Les personnels du tribunal d’Auch ont récemment adopté une motion qui met en lumière une « vindicte populaire » alimentée par un « discours politique décomplexé », attribué à des figures politiques de haut niveau. Cette inquiétude collective n’est pas isolée, alors même que l’AFP rapporte les détails d’une situation préoccupante.
Dans cette motion, les magistrats signalent que cette défiance croissante envers la justice a déjà des répercussions tangibles, notamment des insultes et des menaces graves à l'égard de la Procureure de la République. Les discussions en audience révèlent également un climat hostile, une situation regrettée par les magistrats lors de leur assemblée générale du 8 juin.
Les signataires de la motion font référence à un « discours politique décomplexé » provenant d’éminentes personnalités dans des postes de responsabilité. Ce climat de méfiance est en partie attribué aux récentes déclarations du ministre de la Justice, Gérald Darmanin, qui a évoqué les « dysfonctionnements inacceptables » des services publics, mettant en avant des possibles sanctions contre des magistrats. Le président Emmanuel Macron a également reconnu des défaillances, excluant la question des moyens manquants pour la justice comme excuse.

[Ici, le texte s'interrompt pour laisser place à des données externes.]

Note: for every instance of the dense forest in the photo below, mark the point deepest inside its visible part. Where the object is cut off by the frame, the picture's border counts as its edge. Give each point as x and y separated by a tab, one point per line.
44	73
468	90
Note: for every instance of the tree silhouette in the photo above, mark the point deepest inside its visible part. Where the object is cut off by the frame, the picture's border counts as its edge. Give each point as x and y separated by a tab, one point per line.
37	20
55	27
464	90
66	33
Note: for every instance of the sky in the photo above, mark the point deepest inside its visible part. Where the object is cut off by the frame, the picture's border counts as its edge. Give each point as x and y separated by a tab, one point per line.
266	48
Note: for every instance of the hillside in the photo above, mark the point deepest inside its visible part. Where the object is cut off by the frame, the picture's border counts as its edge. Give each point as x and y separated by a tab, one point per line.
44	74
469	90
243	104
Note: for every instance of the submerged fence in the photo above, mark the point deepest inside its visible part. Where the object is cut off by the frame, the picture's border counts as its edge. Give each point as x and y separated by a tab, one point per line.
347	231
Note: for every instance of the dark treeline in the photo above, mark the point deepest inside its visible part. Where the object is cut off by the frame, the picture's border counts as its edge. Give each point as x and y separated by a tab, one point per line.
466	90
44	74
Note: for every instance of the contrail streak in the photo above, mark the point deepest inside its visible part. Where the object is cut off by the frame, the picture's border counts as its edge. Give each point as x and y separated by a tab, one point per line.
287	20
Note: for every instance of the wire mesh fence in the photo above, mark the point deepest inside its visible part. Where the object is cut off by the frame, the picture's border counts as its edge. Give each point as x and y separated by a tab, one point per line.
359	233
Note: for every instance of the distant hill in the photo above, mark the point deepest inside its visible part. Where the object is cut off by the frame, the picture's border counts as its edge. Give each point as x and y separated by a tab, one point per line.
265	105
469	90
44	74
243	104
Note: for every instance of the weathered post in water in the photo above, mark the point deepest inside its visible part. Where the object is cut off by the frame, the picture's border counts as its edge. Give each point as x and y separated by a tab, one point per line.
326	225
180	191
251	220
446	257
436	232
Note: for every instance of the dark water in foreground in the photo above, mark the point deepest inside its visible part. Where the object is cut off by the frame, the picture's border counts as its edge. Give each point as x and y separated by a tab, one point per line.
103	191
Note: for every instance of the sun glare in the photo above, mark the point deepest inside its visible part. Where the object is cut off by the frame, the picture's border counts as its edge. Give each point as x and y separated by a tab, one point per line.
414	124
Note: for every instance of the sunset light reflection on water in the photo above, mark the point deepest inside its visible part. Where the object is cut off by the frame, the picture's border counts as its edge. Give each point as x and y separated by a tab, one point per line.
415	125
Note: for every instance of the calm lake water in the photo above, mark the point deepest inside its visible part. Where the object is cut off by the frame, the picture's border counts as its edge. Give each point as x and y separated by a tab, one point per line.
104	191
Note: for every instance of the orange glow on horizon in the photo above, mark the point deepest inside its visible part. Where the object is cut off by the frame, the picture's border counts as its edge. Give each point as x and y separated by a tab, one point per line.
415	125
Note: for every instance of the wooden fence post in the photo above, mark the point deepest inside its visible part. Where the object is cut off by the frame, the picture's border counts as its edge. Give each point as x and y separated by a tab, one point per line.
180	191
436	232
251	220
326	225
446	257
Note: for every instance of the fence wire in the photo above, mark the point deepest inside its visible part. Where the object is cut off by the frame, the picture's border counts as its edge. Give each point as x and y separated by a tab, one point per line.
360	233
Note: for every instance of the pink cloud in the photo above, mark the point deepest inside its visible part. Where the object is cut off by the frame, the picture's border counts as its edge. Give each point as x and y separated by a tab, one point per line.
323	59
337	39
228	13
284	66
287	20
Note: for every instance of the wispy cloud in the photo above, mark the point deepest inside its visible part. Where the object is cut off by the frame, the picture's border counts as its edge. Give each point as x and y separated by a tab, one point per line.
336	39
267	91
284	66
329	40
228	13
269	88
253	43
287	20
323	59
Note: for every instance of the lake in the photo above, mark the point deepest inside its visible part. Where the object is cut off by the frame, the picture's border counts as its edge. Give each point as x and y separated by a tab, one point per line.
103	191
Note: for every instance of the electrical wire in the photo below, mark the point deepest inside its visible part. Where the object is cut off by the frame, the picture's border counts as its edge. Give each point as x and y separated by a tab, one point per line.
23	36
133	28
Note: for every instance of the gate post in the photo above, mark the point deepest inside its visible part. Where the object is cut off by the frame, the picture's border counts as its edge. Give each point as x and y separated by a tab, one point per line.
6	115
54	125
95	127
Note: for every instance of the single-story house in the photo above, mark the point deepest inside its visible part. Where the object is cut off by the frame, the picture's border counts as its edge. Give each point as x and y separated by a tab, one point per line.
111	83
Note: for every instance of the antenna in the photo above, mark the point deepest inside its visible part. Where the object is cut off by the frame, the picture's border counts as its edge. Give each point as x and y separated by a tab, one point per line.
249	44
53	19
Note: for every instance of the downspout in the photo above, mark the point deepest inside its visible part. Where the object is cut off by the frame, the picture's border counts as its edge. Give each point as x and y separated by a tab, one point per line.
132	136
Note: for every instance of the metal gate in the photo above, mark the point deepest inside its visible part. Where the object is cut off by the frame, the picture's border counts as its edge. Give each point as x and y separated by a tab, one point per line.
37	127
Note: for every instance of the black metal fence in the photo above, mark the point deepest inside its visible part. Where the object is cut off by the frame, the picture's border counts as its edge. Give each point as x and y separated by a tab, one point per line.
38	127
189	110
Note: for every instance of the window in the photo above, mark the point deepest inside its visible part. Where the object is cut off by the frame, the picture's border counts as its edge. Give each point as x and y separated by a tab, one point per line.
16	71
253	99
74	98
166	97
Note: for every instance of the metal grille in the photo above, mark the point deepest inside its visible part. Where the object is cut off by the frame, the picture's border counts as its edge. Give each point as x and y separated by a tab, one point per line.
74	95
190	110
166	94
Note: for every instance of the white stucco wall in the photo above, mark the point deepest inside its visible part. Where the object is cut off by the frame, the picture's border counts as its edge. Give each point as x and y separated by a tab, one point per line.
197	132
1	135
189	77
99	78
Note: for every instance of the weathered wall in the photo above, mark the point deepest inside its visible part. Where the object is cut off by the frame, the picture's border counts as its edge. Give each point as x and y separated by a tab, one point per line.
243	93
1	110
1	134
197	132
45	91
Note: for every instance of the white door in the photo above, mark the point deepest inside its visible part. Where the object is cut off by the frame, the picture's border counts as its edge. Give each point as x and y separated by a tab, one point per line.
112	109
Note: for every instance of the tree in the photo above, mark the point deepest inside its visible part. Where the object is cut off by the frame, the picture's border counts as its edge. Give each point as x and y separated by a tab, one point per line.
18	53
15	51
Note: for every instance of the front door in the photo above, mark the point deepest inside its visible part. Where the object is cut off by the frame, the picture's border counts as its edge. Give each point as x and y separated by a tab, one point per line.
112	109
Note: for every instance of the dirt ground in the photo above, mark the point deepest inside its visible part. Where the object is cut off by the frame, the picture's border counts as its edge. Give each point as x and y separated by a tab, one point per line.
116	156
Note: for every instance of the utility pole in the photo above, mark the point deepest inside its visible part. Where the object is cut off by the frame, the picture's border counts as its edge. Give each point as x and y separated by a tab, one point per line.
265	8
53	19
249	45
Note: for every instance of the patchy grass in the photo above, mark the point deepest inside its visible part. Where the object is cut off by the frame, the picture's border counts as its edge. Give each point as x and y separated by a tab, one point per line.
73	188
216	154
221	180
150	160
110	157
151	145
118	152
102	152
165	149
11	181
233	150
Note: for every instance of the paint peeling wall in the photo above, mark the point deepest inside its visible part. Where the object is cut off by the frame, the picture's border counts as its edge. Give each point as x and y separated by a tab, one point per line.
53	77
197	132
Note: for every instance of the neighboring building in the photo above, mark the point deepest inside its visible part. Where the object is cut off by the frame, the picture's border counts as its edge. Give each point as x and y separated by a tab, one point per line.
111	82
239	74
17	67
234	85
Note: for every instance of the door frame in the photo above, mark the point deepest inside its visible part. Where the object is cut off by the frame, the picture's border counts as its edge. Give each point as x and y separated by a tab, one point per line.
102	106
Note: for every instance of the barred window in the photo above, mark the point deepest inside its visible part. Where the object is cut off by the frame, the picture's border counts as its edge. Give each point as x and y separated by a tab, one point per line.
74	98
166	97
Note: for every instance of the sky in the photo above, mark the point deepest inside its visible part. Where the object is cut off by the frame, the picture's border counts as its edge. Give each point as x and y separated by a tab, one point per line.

Les magistrats d'Auch soulignent que leur charge de travail est excessive, avec 10 000 plaintes traitées en 2025 pour seulement trois magistrats en service, au sein d'une population de 192 000 habitants.
Avant de conclure, l’assemblée a souhaité exprimer sa solidarité envers la famille de Lyhanna, en affirmant son soutien indéfectible à la Procureure de la République et à ses collègues, cherchant ainsi à rappeler l’importance des valeurs républicaines. Le principal suspect dans l’affaire, Jérôme B., avait un passé judiciaire vierge malgré plusieurs signalements antérieurs.